Anonymous - 2012-08-10, 19:27

Gogol, ja jestem głęboko przekonany, że Pan Bóg nie stworzył świata absurdalnego i miłość nie zaprzecza madrości. Nie chcę absolutnie mówić, że pozjadałem wszystkie rozumy. Jestem bardzo ułomny intelektualnie, mam ogormne braki, wiem, że moja droga do prawdy się dopiera w zasadzie zaczyna i nigdy do niej nie dojdę. O wiele mądrzejsi głosili wiem, że nic nie wiem.
Jednak pewne prawdy, które w sobie odkrywam muszę głosić, tak jak Ty głosisz swoje.
Proszę też pamiętać, że to jest mój głos w dyskusji. Uwież mi. Staram sie ograniczać moja pyche. Jestem otwarty na argumenty.
Słusznie mi wytknęłaś tę grubiańskość w rozmowie z Martą. I za to Ci dziękuję.

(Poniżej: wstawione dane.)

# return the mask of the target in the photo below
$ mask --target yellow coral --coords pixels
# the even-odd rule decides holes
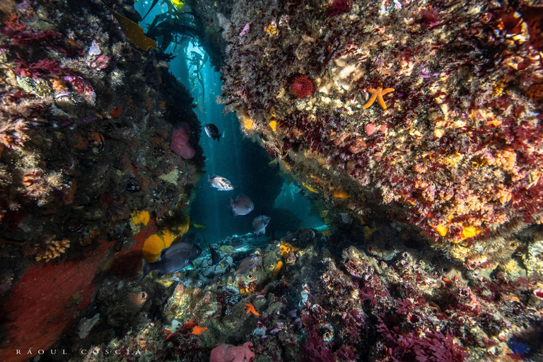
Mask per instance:
[[[437,228],[436,228],[436,231],[437,231],[438,233],[441,236],[445,236],[445,235],[447,235],[448,230],[447,230],[447,228],[445,228],[443,225],[440,225]]]
[[[342,200],[349,199],[349,194],[341,189],[334,191],[334,193],[332,194],[332,196],[338,199],[341,199]]]
[[[296,252],[300,250],[298,247],[294,247],[291,244],[285,243],[284,241],[281,242],[279,249],[281,250],[281,256],[283,257],[288,257],[290,252]]]
[[[190,226],[190,218],[185,216],[181,220],[181,222],[177,226],[177,230],[179,232],[177,236],[181,236],[187,233],[189,230],[189,226]]]
[[[270,276],[272,278],[276,278],[276,276],[277,276],[279,274],[279,272],[281,272],[281,269],[283,269],[283,262],[281,262],[281,260],[279,260],[279,261],[277,262],[277,265],[276,265],[276,266],[275,266],[275,267],[274,267],[274,269],[272,271],[272,273],[270,274],[270,275],[269,275],[269,276]]]
[[[316,194],[317,192],[317,192],[316,189],[314,189],[314,188],[313,188],[312,187],[309,186],[309,185],[308,185],[308,184],[306,184],[305,182],[302,182],[302,186],[303,186],[304,187],[305,187],[306,189],[308,189],[309,191],[310,191],[311,192],[315,192],[315,194]]]
[[[255,122],[250,118],[246,118],[243,119],[243,127],[245,129],[252,129],[255,128]]]
[[[474,236],[481,233],[481,231],[482,231],[482,230],[474,226],[465,226],[462,230],[462,233],[460,233],[460,238],[457,240],[454,240],[452,243],[456,244],[469,238],[473,238]]]
[[[164,249],[164,240],[156,234],[153,234],[145,240],[142,255],[144,259],[152,262],[158,259],[160,251]]]
[[[66,250],[70,247],[70,240],[47,240],[45,242],[45,250],[42,250],[36,255],[36,260],[49,260],[58,257],[61,254],[66,252]]]
[[[377,230],[377,228],[370,228],[369,226],[364,226],[364,238],[366,239],[369,238],[373,233]]]

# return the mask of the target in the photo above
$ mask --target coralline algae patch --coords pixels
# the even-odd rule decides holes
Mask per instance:
[[[540,281],[518,278],[518,264],[496,269],[493,276],[482,264],[462,272],[428,247],[396,250],[399,244],[389,243],[390,227],[376,228],[383,234],[375,236],[381,250],[362,243],[361,233],[342,241],[341,233],[289,233],[267,243],[255,270],[238,275],[234,285],[225,275],[196,279],[190,272],[175,276],[167,288],[151,279],[135,290],[127,286],[136,298],[132,304],[142,299],[140,288],[148,293],[139,313],[156,310],[161,322],[142,319],[146,322],[125,336],[95,339],[100,344],[89,348],[118,349],[127,361],[194,362],[216,361],[225,344],[247,344],[255,361],[539,357],[540,342],[533,336],[541,331]],[[335,242],[329,249],[329,239]],[[221,249],[235,253],[237,248]],[[238,252],[236,259],[247,250]],[[280,272],[270,276],[278,265]],[[158,298],[156,293],[164,296]],[[86,361],[119,358],[99,353]]]
[[[186,233],[180,218],[204,160],[189,92],[160,54],[129,42],[110,8],[30,1],[4,13],[4,2],[0,233],[10,241],[0,250],[0,310],[9,348],[37,351],[135,276],[149,235],[165,245]],[[110,5],[137,20],[132,4]],[[170,148],[180,122],[189,160]],[[105,274],[117,284],[103,288]],[[119,300],[140,308],[144,296]],[[6,346],[0,360],[28,359]]]
[[[535,8],[344,2],[235,1],[217,15],[221,102],[242,130],[331,204],[378,211],[446,248],[537,221]]]

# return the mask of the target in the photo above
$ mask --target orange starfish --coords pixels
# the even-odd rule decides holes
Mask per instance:
[[[192,329],[192,334],[202,334],[202,332],[204,331],[207,330],[207,327],[200,327],[199,325],[194,326],[194,328]]]
[[[383,99],[383,96],[390,92],[394,92],[394,88],[387,88],[386,89],[383,89],[383,87],[378,87],[377,90],[370,88],[368,88],[368,90],[371,93],[371,97],[370,97],[370,100],[362,107],[362,109],[365,110],[368,108],[373,104],[373,102],[375,101],[375,98],[377,98],[377,102],[379,103],[379,105],[383,107],[383,110],[386,110],[387,105],[385,104],[385,100]]]
[[[251,304],[250,303],[244,303],[243,304],[245,304],[247,307],[247,314],[249,314],[249,312],[250,312],[252,314],[254,314],[255,315],[260,315],[260,313],[259,313],[258,312],[257,312],[255,310],[255,305],[253,305],[252,304]]]

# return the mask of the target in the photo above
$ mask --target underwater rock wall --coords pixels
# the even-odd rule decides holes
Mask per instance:
[[[137,21],[132,2],[111,6],[0,8],[2,361],[21,360],[1,349],[16,342],[52,344],[97,273],[134,276],[146,233],[175,223],[200,177],[192,98],[167,59],[124,37],[111,10]]]
[[[541,221],[531,4],[234,1],[210,22],[226,49],[220,101],[329,204],[414,226],[464,259],[454,244],[483,249]]]

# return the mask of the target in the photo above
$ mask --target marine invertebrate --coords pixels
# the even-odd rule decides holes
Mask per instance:
[[[45,248],[40,250],[36,255],[36,261],[45,260],[45,262],[49,262],[64,254],[69,247],[70,247],[70,240],[66,239],[47,240]]]
[[[191,332],[191,334],[200,335],[206,330],[207,327],[200,327],[199,325],[195,325],[194,327],[192,328],[192,332]]]
[[[251,351],[252,343],[245,342],[241,346],[219,344],[211,351],[210,362],[251,362],[255,352]]]
[[[342,13],[351,11],[352,7],[352,0],[334,0],[328,10],[328,13],[330,16],[335,16]]]
[[[383,87],[377,87],[377,89],[375,89],[373,88],[368,88],[368,91],[371,93],[371,97],[370,97],[370,99],[368,100],[368,102],[362,106],[362,109],[365,110],[366,108],[369,108],[371,107],[371,105],[373,104],[373,102],[375,101],[375,99],[377,99],[377,103],[379,103],[379,105],[380,105],[383,110],[386,110],[387,105],[385,104],[385,100],[383,99],[383,96],[390,93],[394,92],[394,88],[387,88],[383,89]]]
[[[255,315],[260,315],[260,313],[257,312],[257,310],[255,309],[255,306],[250,303],[243,303],[245,306],[247,306],[247,312],[246,314],[252,313]]]
[[[313,82],[307,76],[297,76],[291,83],[291,93],[297,98],[308,97],[315,90]]]
[[[0,117],[0,143],[10,148],[20,149],[28,139],[28,122],[24,118]]]
[[[192,145],[190,129],[187,123],[182,124],[172,132],[170,148],[185,160],[192,158],[196,151]]]

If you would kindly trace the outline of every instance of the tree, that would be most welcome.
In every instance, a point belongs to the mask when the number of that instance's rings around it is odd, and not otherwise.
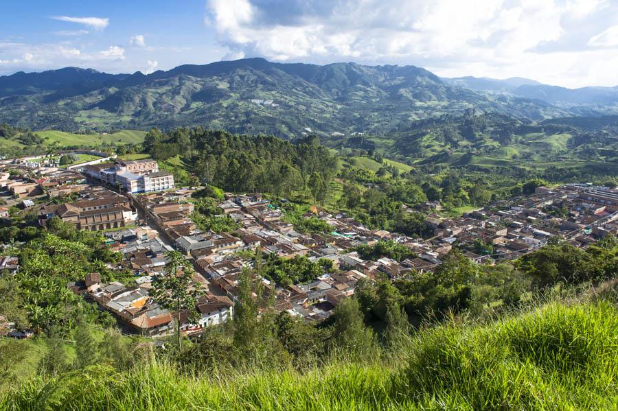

Anonymous - 2012-08-10, 20:36

spojrzenie na ludzi sercem wcale do końca nie wyklucza rozumu ale jego wyrachowanie oraz to i poprzez rozum chcemy wszystko pojąć- ale to nie jest w zasięgu naszych mozliwości.Wiele zjawisk i sytuacji nie jestes w stanie pojąć rozumem i jeżeli twoje serce nie otworzy się na ludzi a wiara nie będzie wypełniona całkowitym oddaniem sie Bogu to dla mnie sprawa beznadziejna i ja cieszę się ,ze jestem juz daleka od analizowania wielu sytaucji w moim życiu wykorzystujac tylko rozum,który niestety jest ułomny i nie jest w stanie zrozumiec tego co bym chciała. :lol:
orsz pozwól sobie chociaz na odrobinę ,na jakis wycinek w twoim życiu na który popatrzyć sercem a mniej powieje chłodem i racjonalizmem i jestem prawie pewna ,ze bedzie ci łatwiej i lżej.